The second component is AI search augmented generation security. It focuses on data security for RAG pipelines where external enterprise data feeds model responses.
RAG Security identifies and protects sensitive structured and unstructured data before it is ingested into AI applications. Use data protection tools such as encryption and key management to limit access to and control usage of sensitive information.
This product also manages communication between LLM and external data sources. Security controls are applied to these integration points to ensure that only authorized data exchange occurs between the model and the backend system.
market positioning
Thales is marketing its AI Security Fabric to companies looking to move beyond AI experimentation to widespread adoption across business units. These organizations face tensions between expanding the use of AI and addressing regulatory, privacy, and security concerns.
In this context, the company leverages its long-standing role in cybersecurity, data protection and identity management. We bundle these technologies into a dedicated layer that sits on top of the AI model and surrounding infrastructure.
“As AI reshapes business operations, organizations need security solutions tailored to the specific risks posed by Agentic AI and Gen AI applications,” said Sebastian Cano, Senior Vice President, Cybersecurity Products Business, Thales. “Thales AI Security Fabric provides enterprises with purpose-built tools to protect AI applications while minimizing operational complexity. Backed by decades of security expertise, Thales enables enterprises to scale AI deployments with confidence and protect sensitive data, applications, and user interactions.”
Upgrades planned for 2026
Thales has developed an AI Security Fabric roadmap to 2026. The company is planning new runtime features aimed at controlling data loss and access patterns for AI agents.
Planned features include data leakage prevention across AI data flows. Thales is also adding a Model Context Protocol (MCP) security gateway. It mediates interactions between AI agents and tools that expose external data and actions.
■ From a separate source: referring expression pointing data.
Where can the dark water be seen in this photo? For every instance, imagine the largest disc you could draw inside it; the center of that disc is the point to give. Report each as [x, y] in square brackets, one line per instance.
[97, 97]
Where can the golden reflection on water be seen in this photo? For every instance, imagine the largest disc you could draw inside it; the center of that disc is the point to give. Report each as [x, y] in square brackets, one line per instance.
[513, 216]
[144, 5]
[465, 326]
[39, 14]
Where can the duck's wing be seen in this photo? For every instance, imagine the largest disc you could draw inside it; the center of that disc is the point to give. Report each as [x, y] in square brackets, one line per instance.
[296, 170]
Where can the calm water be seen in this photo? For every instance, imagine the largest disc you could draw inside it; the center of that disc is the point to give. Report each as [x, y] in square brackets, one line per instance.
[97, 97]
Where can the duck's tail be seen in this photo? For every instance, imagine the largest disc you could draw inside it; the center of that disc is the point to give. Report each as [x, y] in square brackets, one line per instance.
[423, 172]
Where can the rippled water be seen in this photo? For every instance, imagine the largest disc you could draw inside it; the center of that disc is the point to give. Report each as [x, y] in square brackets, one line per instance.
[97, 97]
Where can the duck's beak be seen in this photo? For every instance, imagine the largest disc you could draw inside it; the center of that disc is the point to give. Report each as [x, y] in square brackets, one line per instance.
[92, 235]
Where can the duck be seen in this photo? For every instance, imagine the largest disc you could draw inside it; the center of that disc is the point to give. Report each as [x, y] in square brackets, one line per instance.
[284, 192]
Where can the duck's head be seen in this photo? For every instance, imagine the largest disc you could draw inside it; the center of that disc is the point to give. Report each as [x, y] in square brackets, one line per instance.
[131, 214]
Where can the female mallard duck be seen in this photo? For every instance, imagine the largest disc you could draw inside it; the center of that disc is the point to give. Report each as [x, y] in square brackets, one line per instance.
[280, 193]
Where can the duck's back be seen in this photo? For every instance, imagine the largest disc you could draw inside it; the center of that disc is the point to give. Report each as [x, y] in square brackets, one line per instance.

This roadmap also includes end-to-end runtime access control across users, models, and data sources. Thales aims to provide unified and compliant management of AI interactions using a consistent security policy framework across multiple environments.
Thales said he expects these enhancements to extend the AI Security Fabric to a large portion of the AI lifecycle as organizations scale agent AI and LLM-based systems in production environments.